The papers chosen for this special section examine a wide range of substantive issues related to service science in the e commerce area. They include the role of IT service intermediaries in developing trust and satisfaction, information sharing between customers and IT services vendors, co creation of services by customers and IT services vendors, and the design of automated tools to support service agreement negotiation. The authors’ results in all of the articles have implications for service science and electronic commerce that go beyond the immediate application settings on which they report. Their papers showcase the application of an array of research methods, including surveys, experiments, and design science.
In the remainder of this introduction, we will briefly discuss each of the articles in the special section to identify the main thrust of the authors’ investigation and the relevant findings for theory and practice. The special section opens with a contribution related to service science and consumer behavior in electronic commerce entitled “Assurance Seals, On Line Customer Satisfaction, and Repurchase Intention,” with a co authored article by Insu Park, Amit Bhatnagar, and H. Raghav Rao. It focuses on assurance seals sponsored by third parties who serve to guarantee the privacy policies of on line stores.
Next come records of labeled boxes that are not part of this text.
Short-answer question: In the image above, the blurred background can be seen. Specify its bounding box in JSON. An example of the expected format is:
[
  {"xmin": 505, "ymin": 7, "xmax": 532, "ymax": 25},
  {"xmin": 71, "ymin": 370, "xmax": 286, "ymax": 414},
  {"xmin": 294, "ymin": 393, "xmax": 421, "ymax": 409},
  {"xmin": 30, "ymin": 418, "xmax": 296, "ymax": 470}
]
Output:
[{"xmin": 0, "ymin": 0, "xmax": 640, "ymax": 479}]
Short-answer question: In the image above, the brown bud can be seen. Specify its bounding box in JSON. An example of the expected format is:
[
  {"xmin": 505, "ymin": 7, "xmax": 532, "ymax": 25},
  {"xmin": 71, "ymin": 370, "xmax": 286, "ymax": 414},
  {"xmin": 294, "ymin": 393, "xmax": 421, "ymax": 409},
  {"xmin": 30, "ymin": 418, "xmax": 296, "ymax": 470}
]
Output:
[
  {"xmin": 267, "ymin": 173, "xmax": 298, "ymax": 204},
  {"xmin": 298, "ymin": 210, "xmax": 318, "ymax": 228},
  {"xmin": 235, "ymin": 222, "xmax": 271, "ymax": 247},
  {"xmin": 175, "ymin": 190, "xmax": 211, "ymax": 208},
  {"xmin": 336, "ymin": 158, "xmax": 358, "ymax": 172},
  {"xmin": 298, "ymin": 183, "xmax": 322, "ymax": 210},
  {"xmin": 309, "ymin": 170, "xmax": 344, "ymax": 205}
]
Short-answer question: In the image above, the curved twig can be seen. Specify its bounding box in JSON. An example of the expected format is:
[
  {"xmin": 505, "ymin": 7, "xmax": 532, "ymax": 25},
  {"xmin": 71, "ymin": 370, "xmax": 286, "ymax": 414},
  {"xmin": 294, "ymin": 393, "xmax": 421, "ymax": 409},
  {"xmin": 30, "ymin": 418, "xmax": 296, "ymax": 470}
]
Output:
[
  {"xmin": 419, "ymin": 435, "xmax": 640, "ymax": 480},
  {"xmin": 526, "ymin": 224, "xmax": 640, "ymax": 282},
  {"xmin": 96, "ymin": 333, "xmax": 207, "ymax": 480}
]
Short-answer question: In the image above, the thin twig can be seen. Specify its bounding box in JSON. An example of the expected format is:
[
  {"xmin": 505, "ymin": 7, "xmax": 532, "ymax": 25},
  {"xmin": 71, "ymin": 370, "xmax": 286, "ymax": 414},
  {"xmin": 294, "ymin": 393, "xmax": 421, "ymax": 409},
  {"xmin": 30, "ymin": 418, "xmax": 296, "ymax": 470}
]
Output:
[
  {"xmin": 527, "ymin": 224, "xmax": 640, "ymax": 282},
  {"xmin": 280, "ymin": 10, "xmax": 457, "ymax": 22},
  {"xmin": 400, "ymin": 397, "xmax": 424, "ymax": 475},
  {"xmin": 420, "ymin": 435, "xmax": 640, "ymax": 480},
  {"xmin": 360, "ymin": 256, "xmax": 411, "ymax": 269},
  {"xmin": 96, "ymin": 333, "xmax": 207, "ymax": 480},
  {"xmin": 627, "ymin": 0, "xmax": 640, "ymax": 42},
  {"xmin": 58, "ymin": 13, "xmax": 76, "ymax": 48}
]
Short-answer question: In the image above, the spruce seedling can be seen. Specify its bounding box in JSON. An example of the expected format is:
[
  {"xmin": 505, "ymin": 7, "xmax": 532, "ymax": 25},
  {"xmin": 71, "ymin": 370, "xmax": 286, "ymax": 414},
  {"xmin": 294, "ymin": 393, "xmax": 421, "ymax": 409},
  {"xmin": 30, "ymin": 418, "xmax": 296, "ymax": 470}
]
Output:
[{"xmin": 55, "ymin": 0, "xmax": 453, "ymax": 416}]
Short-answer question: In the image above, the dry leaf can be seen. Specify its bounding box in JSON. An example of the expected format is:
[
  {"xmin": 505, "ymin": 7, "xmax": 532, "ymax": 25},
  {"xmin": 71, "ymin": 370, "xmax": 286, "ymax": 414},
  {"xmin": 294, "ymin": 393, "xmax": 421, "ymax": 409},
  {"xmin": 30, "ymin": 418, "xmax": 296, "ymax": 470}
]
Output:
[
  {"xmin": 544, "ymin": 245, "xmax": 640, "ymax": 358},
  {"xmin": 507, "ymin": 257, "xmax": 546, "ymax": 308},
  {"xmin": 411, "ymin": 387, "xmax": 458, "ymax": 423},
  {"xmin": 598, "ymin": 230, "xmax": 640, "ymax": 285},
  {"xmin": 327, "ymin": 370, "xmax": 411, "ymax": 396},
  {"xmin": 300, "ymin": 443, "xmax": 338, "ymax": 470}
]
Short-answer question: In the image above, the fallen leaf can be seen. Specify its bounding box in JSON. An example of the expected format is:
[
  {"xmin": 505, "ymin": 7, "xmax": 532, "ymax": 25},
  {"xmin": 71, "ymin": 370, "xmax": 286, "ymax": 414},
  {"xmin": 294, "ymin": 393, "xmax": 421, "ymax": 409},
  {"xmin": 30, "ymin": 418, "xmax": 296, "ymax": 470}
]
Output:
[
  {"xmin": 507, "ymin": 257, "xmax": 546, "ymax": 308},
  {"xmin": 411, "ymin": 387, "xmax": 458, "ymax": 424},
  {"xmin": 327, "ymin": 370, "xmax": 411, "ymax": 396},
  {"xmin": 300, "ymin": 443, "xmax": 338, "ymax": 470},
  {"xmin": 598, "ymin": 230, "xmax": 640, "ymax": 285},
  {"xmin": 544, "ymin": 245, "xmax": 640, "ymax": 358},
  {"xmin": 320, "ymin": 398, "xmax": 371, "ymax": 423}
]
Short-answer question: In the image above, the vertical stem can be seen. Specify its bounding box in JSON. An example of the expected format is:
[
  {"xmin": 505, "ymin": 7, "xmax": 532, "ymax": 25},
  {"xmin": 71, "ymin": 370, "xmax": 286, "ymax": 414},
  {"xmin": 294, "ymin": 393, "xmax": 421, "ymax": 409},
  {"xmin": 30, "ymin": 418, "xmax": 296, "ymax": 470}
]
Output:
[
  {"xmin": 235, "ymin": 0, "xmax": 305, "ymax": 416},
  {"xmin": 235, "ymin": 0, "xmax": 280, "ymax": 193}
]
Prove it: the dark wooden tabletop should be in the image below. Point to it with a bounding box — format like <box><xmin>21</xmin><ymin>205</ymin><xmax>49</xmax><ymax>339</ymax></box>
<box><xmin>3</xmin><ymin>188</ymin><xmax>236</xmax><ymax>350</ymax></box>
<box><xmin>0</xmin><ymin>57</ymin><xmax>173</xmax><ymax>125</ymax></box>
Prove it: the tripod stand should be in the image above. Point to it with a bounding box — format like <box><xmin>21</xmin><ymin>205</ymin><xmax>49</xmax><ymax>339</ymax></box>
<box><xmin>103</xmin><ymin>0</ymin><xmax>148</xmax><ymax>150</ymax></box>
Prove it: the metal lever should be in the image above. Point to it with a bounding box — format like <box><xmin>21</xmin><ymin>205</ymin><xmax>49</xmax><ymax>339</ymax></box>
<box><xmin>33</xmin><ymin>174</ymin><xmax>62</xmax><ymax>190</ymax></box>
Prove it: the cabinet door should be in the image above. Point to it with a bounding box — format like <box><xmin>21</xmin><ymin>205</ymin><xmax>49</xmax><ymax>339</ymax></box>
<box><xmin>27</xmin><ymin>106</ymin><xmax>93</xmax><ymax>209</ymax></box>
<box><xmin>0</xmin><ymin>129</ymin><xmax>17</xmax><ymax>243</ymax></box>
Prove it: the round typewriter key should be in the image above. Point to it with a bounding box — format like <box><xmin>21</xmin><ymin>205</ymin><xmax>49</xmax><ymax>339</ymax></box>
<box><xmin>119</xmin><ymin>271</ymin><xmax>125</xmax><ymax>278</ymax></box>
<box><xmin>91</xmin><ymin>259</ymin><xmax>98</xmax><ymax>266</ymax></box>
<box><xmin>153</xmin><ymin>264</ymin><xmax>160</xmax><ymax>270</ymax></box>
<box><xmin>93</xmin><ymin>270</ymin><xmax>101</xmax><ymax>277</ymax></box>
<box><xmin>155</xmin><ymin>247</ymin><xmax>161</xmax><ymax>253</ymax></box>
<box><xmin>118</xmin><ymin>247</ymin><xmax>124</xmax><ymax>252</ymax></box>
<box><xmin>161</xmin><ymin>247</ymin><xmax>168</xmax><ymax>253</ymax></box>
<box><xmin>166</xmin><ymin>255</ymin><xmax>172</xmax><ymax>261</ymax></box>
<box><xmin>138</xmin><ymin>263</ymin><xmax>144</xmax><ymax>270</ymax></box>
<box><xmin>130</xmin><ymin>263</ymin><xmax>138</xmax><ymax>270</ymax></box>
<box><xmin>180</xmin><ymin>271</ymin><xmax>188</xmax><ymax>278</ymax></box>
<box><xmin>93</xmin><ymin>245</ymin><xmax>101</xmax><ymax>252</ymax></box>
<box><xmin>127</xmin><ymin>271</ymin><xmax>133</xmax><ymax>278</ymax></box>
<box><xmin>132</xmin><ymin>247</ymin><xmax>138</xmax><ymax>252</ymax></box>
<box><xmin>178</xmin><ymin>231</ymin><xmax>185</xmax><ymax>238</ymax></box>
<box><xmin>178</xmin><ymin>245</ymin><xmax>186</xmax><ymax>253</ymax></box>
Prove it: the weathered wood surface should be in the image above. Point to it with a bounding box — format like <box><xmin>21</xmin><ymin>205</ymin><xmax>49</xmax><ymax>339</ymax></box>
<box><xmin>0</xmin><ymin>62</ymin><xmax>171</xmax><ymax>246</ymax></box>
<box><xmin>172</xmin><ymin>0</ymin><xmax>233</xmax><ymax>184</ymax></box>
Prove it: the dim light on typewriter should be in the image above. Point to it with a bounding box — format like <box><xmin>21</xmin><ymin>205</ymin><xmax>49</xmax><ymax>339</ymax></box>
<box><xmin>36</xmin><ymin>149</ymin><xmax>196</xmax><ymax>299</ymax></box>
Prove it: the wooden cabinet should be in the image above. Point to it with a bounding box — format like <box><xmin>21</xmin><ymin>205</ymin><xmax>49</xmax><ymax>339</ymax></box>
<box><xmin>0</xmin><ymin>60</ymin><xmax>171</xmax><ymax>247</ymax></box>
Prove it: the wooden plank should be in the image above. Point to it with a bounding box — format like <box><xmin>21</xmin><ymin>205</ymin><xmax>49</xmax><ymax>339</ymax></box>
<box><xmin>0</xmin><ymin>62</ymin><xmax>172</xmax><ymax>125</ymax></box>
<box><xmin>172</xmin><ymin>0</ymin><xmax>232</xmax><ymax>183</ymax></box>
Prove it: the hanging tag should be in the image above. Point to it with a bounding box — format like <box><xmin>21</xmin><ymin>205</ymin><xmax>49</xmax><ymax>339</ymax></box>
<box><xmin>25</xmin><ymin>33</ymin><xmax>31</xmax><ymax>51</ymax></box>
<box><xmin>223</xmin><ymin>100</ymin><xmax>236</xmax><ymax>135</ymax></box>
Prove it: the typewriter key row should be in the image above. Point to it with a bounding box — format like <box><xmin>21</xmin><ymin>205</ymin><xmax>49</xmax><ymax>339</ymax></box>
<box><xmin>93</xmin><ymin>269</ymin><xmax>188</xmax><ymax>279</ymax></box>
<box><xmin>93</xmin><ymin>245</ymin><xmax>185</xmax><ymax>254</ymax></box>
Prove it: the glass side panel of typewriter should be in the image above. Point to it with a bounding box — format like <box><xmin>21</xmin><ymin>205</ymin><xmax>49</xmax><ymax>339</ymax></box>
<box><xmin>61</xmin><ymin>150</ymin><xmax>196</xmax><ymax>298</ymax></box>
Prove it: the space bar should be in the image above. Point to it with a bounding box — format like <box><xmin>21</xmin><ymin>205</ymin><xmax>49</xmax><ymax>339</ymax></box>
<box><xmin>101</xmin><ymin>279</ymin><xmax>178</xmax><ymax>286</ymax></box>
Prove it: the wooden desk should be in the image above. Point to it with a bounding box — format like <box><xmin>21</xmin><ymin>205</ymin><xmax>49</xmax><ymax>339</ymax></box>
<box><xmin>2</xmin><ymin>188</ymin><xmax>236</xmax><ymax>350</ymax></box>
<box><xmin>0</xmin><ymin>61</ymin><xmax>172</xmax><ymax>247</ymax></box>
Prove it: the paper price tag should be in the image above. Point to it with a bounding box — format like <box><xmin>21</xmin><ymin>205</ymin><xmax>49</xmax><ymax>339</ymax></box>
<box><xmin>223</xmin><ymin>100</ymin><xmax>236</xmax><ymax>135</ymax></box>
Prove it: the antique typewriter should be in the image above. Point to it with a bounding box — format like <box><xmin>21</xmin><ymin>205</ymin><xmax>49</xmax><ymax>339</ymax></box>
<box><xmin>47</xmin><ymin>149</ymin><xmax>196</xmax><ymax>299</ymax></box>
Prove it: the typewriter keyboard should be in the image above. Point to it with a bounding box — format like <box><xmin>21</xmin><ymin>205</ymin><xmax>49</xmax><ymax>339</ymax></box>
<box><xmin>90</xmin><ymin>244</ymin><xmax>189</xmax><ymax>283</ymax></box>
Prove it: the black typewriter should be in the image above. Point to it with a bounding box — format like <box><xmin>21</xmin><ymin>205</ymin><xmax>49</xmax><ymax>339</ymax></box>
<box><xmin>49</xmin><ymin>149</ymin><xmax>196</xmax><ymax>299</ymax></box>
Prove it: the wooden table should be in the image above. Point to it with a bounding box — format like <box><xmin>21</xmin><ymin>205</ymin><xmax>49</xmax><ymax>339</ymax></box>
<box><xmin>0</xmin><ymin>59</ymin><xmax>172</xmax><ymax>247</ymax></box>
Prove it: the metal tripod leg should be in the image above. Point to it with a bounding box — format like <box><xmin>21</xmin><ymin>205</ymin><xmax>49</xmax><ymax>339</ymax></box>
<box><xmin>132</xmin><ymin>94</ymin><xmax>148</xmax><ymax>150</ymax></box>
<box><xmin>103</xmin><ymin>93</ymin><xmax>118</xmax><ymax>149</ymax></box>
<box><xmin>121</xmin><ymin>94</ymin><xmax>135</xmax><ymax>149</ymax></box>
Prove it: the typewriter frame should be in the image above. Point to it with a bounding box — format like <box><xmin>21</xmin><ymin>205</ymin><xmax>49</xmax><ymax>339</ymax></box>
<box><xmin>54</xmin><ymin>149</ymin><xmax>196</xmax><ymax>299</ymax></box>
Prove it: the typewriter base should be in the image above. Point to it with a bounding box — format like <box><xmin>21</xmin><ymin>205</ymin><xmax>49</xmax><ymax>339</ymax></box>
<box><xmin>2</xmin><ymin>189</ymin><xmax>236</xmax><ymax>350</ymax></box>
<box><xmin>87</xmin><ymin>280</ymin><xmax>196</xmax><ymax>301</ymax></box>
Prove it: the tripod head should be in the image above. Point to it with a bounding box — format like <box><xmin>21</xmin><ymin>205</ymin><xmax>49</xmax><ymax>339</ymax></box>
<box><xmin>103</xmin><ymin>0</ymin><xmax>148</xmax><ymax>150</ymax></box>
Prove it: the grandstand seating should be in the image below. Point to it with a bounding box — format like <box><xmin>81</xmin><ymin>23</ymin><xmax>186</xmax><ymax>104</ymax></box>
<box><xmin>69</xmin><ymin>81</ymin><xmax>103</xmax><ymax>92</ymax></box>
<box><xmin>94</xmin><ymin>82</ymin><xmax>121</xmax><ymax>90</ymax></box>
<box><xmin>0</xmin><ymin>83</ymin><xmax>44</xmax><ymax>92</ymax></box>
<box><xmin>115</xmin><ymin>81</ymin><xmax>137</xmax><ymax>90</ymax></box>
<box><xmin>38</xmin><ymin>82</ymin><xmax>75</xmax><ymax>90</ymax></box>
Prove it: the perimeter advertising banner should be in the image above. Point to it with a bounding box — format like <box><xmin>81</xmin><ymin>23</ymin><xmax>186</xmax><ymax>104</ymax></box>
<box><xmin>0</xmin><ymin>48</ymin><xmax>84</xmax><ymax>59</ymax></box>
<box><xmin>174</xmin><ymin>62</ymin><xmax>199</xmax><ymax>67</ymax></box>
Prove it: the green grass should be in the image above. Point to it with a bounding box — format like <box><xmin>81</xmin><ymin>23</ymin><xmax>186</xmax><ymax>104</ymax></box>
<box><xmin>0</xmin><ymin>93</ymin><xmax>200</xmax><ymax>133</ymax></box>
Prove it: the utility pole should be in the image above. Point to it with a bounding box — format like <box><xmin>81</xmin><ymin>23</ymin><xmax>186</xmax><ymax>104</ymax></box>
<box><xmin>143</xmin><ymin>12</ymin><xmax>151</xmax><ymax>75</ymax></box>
The authors show that assurance seals influence customer satisfaction and repeat-purchase intention not only directly, but also indirectly by influencing the relationship between other service attributes, and customer satisfaction and repeat-purchase intention. Specifically, assurance seals provide a frame such that customer satisfaction and repurchase intention are higher for customers when vendors provide assurance seals than when they do not. The article uses the concept of diminishing ‘sensitivity’ to argue that the relationship between service performance, and customer satisfaction and repeat-purchase behavior should be concave, and the concavity should be less in the presence of seals. The authors test the hypotheses on data obtained from Bizrate.com and show support for most of the hypotheses. The study shows that the relationship between retailer services, on the one hand, and customer satisfaction and repurchase intention, on the other, is influenced by third-party assurance seals. In addition, the study provides compelling evidence that by decreasing the relative impact of service performance, assurance seals reduce the salience of service performance in the formation of customer satisfaction. Although the impact of service performance is higher for vendors without seals, this result does not necessarily imply that consumers’ overall satisfaction is greater for the vendor without seals.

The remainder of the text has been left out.